Saat MTV perlahan menghilang dari sejarah, yang lenyap bukan hanya saluran TV, tetapi juga era ketika musik mempersatukan banyak orang dalam detak yang sama.

Masa Keemasan

MTV langsung menggebrak di awal kemunculannya. Publik terpukau cara MTV menyulap sajian musik yang tidak lagi hanya didengar, tetapi juga dilihat dan dirasakan melalui video musik.

Para musisi pun memanfaatkan momentum ini untuk menceritakan kisah lewat video, memadukan musik, fesyen, dan performa visual.
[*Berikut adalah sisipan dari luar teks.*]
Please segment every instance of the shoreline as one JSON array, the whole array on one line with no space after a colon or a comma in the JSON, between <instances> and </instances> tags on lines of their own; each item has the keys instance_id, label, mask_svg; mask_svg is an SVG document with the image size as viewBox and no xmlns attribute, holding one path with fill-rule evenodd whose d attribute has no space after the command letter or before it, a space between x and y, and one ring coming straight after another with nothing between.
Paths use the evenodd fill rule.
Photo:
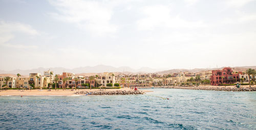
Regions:
<instances>
[{"instance_id":1,"label":"shoreline","mask_svg":"<svg viewBox=\"0 0 256 130\"><path fill-rule=\"evenodd\" d=\"M18 90L2 90L0 91L0 96L79 96L80 95L84 95L84 94L77 94L78 92L87 92L92 93L95 93L96 92L101 92L104 93L109 93L110 92L132 92L134 91L129 88L121 88L121 89L92 89L90 90L83 90L77 89L77 90L71 91L71 90L67 90L62 91L62 90L52 90L51 91L48 91L47 90L25 90L24 91L20 91ZM149 91L139 90L138 92L143 92L143 93L150 92ZM102 94L100 95L112 95L113 94ZM128 95L128 94L127 94Z\"/></svg>"},{"instance_id":2,"label":"shoreline","mask_svg":"<svg viewBox=\"0 0 256 130\"><path fill-rule=\"evenodd\" d=\"M155 89L176 89L185 90L211 90L218 91L256 91L256 85L252 86L251 88L249 85L243 85L238 88L232 86L213 86L213 85L200 85L198 86L154 86ZM139 88L139 89L151 89L152 87Z\"/></svg>"}]
</instances>

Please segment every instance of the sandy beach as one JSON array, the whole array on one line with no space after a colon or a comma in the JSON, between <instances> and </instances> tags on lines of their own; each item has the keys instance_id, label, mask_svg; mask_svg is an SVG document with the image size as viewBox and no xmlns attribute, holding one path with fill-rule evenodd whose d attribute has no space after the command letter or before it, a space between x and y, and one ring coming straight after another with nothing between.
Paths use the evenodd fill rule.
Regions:
<instances>
[{"instance_id":1,"label":"sandy beach","mask_svg":"<svg viewBox=\"0 0 256 130\"><path fill-rule=\"evenodd\" d=\"M88 92L98 91L99 89L77 89L76 91L71 91L71 90L52 90L51 91L48 91L48 90L31 90L31 91L26 90L24 92L19 91L17 90L7 90L0 91L0 96L72 96L77 95L74 93L76 92L84 91ZM121 88L117 89L106 89L104 91L130 91L131 89L129 88Z\"/></svg>"},{"instance_id":2,"label":"sandy beach","mask_svg":"<svg viewBox=\"0 0 256 130\"><path fill-rule=\"evenodd\" d=\"M256 85L251 85L250 88L248 85L241 85L239 88L237 88L234 85L214 86L210 85L200 85L198 86L155 86L155 88L179 89L188 89L188 90L205 90L226 91L256 91Z\"/></svg>"}]
</instances>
Michael Jackson, sang Raja Pop, adalah bukti nyata pengaruh MTV terhadap kariernya.

Lagu-lagu seperti Thriller, Beat It, dan Billie Jean membawa Michael menuju puncak ketenaran.

Baca juga: Belajar dari Sukatani: Meski Otoritas Menekan, Musik Punk Tetap Melawan

Seniman lain seperti Duran Duran dan Madonna turut memanfaatkan MTV untuk mengantarkan mereka pada popularitas yang cukup awet.

MTV kian mendominasi usai Viacom Inc. (kini Paramount Global) membelinya pada tahun 1985 senilai US$667,5 juta atau Rp11,5 triliun.

Bersama Paramount, MTV menghadirkan berbagai program berbasis genre seperti Yo! MTV Raps dan Headbangers Ball yang menargetkan segmentasi turunan budaya anak muda dan menumbuhkan rasa identitas bersama.

MTV dibuat lebih dari sekadar jaringan televisi. Ia juga simbol budaya bersama tentang bagaimana orang mendengarkan musik, berpakaian, dan memimpikan masa depan mereka.

Ekspansi MTV sukses besar. Paramount mengantar MTV ke puncak kejayaan yang berjalan sejak 1992, ketika jaringan ini meraup pendapatan US$400 juta dolar atau senilai Rp6,6 triliun dengan jangkauan 112 juta rumah tangga hanya dalam waktu setahun.

Kehilangan Arah dan Telat Beradaptasi

Memasuki awal abad ke-21, perkembangan teknologi mengubah wajah hiburan. Revolusi digital mulai mengguncang televisi tradisional, termasuk MTV.

Orang-orang yang dulunya menonton TV mengalihkan perhatiannya ke internet. Kehadiran platform hiburan musik dan video yang menawarkan layanan berbasis on-demand juga membuat kanal musik MTV terasa kuno.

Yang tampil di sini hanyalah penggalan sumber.